Sukses

Gangguan Makan pada Remaja Meningkat Selama Pandemi, Ketahui Faktornya

Gangguan makan meningkat 30 persen pada remaja.

Liputan6.com, Jakarta Sebuah studi di Amerika Serikat melaporkan gangguan makan di kalangan remaja, terutama perempuan, meningkat selama pandemi COVID-19. Studi ini dirilis oleh Epic Health Research Network pada 29 April 2021 lalu.

Studi tersebut melaporkan diagnosis gangguan makan meningkat 30 persen secara keseluruhan untuk orang berusia 12 hingga 18 tahun dibandingkan dengan prediksi berdasarkan tren pra-pandemi.

Melansir AP, analisis data rekam medis elektronik dari sekitar 80 rumah sakit AS menemukan peningkatan 30% mulai setelah Maret 2020, dibandingkan dengan data dari dua tahun sebelumnya. Ada 1.718 penerimaan untuk anak perempuan berusia 12 sampai 18 sampai Februari, tetapi tidak ada peningkatan di antara anak laki-laki.

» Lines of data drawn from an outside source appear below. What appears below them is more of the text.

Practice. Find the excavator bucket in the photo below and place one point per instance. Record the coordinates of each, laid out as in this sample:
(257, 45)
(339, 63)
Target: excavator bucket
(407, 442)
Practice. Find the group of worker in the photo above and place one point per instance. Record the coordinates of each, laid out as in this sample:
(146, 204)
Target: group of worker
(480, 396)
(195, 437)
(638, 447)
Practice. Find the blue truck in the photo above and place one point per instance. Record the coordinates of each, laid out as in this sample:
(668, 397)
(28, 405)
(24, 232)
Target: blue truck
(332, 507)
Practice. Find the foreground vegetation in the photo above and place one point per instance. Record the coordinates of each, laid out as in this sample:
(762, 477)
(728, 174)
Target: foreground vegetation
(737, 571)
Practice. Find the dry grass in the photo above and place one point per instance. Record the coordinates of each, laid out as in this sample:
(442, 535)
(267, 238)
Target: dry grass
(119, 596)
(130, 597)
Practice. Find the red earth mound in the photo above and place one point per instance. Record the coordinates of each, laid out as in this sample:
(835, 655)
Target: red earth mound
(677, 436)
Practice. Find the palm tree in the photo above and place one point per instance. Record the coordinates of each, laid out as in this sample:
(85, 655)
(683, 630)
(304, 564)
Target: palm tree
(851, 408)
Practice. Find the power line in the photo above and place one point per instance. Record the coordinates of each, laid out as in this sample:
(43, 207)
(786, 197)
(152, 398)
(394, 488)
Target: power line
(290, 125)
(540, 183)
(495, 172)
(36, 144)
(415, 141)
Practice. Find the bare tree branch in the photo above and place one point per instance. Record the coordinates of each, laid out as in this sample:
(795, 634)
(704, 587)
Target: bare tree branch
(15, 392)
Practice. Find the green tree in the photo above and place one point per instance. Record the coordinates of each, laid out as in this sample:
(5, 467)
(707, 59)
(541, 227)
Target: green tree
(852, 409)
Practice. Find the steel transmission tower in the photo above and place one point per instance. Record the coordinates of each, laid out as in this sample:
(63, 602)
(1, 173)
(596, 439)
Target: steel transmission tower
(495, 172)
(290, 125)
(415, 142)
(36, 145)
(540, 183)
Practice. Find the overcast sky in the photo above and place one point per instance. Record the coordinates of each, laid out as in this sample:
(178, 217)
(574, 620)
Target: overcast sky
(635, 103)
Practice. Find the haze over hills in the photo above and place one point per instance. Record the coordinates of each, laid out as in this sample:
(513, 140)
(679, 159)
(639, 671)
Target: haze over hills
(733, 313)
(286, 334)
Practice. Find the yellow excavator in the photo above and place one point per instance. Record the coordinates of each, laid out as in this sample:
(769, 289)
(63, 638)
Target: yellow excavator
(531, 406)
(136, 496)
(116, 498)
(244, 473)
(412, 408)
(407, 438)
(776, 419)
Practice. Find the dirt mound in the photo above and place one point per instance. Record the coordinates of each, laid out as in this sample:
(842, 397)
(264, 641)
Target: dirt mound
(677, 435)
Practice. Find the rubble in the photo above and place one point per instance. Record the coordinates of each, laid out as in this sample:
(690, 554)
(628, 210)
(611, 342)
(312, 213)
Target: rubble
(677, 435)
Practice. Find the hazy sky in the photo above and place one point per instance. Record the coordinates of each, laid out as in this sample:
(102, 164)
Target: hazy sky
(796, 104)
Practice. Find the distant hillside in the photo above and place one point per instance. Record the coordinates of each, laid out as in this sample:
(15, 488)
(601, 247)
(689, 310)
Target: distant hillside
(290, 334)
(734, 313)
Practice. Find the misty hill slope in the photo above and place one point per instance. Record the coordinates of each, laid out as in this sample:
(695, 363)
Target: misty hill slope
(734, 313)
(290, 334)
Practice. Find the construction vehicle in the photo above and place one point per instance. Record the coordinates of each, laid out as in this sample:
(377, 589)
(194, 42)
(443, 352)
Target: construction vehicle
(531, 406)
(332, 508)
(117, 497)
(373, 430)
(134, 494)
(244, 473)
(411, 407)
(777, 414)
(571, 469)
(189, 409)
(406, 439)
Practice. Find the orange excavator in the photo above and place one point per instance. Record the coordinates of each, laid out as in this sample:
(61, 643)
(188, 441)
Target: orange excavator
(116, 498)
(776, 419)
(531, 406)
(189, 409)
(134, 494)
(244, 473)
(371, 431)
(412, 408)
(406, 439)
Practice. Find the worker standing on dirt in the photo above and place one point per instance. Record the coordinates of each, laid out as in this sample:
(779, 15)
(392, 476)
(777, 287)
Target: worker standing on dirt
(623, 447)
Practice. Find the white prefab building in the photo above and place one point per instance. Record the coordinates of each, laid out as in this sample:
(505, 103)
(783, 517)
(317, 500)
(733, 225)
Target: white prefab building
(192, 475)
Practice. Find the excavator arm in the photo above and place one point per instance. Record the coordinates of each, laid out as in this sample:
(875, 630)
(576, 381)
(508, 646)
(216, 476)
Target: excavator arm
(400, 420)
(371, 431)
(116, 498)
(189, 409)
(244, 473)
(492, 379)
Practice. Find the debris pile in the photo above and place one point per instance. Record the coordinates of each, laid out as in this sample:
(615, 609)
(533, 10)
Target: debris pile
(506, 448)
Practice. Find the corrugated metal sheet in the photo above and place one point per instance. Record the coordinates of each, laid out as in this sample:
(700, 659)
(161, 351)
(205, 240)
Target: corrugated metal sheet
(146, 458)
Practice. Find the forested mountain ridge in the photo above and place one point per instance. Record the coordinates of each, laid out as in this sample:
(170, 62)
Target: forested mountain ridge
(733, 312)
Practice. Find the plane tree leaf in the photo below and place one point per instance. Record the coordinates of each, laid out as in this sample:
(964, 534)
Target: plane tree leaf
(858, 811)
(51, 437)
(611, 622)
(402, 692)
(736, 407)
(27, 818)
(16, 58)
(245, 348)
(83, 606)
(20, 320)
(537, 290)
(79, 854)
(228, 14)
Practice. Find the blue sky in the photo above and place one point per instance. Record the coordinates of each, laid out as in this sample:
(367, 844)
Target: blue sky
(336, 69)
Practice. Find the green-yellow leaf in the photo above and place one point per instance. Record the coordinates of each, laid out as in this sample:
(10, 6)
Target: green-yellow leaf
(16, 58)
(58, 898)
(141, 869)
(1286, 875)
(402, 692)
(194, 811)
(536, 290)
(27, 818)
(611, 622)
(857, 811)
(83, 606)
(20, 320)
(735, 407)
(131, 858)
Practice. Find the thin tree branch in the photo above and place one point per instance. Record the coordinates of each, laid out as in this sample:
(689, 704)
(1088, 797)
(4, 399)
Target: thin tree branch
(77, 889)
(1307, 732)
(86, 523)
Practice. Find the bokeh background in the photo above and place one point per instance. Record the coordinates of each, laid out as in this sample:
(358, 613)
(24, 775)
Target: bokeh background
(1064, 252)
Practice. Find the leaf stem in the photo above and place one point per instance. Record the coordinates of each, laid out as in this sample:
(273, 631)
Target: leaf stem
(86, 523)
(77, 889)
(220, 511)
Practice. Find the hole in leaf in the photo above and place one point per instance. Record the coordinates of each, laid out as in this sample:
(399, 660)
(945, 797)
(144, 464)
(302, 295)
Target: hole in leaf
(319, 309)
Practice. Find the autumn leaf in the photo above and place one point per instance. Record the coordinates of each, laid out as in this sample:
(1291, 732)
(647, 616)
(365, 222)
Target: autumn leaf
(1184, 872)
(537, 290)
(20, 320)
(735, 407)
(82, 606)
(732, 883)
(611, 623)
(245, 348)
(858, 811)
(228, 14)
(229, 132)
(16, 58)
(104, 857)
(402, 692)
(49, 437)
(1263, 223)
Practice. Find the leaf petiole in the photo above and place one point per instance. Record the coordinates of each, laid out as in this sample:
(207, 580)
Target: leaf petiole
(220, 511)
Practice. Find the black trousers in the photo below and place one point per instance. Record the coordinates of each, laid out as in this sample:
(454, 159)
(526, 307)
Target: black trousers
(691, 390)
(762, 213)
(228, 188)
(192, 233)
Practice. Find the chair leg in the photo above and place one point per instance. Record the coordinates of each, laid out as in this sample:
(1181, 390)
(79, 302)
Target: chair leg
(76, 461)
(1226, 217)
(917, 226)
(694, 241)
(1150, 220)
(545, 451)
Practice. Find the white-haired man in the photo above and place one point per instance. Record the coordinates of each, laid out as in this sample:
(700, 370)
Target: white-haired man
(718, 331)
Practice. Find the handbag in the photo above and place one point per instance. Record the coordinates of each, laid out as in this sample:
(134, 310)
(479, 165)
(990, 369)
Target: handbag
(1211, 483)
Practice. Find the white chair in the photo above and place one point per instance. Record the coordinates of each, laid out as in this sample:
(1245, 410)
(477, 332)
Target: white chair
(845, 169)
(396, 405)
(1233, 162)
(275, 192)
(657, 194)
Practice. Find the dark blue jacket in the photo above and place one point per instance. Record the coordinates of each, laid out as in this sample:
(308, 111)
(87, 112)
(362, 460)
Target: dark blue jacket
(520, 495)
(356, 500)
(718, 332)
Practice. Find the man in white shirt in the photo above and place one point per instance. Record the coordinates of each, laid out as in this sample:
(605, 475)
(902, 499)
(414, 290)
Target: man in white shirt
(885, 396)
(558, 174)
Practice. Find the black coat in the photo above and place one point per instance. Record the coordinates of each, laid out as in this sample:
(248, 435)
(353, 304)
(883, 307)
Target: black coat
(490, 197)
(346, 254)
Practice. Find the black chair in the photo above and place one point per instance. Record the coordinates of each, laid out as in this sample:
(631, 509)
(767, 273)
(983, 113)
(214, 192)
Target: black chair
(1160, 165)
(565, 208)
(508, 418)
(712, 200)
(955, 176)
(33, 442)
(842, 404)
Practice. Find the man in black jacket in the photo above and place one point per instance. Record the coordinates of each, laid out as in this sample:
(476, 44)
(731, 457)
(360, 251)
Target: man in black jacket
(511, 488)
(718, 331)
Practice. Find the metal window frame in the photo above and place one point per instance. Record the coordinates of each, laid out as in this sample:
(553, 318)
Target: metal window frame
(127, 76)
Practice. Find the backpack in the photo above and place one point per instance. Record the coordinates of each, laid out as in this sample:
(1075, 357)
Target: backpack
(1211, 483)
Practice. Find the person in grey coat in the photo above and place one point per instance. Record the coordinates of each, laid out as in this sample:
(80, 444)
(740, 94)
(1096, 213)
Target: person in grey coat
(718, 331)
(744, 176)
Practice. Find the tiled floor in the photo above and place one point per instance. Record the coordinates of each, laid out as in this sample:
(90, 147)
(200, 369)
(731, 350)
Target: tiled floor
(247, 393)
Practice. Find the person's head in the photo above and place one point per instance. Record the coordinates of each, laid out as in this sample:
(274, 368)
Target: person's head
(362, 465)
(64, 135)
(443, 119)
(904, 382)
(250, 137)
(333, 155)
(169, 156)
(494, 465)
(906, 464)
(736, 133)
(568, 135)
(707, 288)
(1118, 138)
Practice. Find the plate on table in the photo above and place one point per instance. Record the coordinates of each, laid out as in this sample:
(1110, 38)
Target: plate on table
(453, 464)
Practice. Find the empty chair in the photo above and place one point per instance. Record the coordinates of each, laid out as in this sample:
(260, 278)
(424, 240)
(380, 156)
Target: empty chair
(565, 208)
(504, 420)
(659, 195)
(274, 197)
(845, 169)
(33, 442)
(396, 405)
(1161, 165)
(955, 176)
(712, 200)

“Pandemi COVID telah menghadirkan tantangan psikologis yang sangat, sangat signifikan kepada masyarakat dan khususnya remaja. Ini telah menjadi peristiwa besar yang telah mengganggu kehidupan banyak orang dalam banyak hal dan mungkin perlu berbulan-bulan atau bertahun-tahun sebelum kami melihat semua dampak yang sebenarnya, ”kata Dr. Dave Little, seorang dokter keluarga dan peneliti di Epic yang memimpin analisis.

2 dari 3 halaman

Faktor penyebab

Melansir dari Healthline, menurut Little, remaja mulai memahami kerentanan mereka sebagai manusia dan mereka melihat penderitaan di sekitar mereka. Ini membuat mereka mengalami stres sosial dan pada akhirnya menyebabkan gangguan makan.

Faktor penyebab meningkatnya gangguan makan selama pandemi juga terkait dengan tidak adanya sekolah dan interaksi teman secara tatap muka langsung. Misalnya, di sekolah, anak hanya bisa makan saat istirahat makan siang. Sementara selama pandemi, anak memiliki akses ke makanan sepanjang hari, sepanjang waktu, sehat atau tidak.

3 dari 3 halaman

Gangguan makan terus meningkat selama pandemi

Menurut AP, pandemi menciptakan kondisi berbahaya pada gangguan makan. Pandemi menyebabkan lonjakan kasus baru dan kambuh terhadap gangguan makan.

“Kami benar-benar melihat peningkatan besar-besaran,” kata Jennifer Wildes, seorang profesor psikiatri dan direktur program gangguan makan rawat jalan di University of Chicago Medicine.

Beberapa pasien menunggu empat hingga lima bulan untuk mendapatkan perawatan seperti psikoterapi dan terkadang pengobatan. Penantian biasanya hanya berlangsung beberapa minggu sebelum pandemi, kata Wildes. Programnya merawat sekitar 100 pasien, hampir dua kali lipat sejak sebelum pandemi, katanya.

Sementara itu, Program Emily, program pengobatan gangguan makan yang berafiliasi dengan Universitas Minnesota, mengalami hal yang sama. Panggilan harian dari orang-orang yang mencari pengobatan meningkat dua kali lipat, dari sekitar 60 pada 2019 menjadi 130 sejak pandemi dimulai, kata ahli diet Jillian Lampert, kepala strategi program.

Beberapa pasien mengatakan "hidup saya terasa di luar kendali" karena pandemi dan mereka menggunakan binge eating sebagai mekanisme koping, kata Lampert. Sementara beberapa lainnya membatasi makan mereka sampai ke titik anoreksia.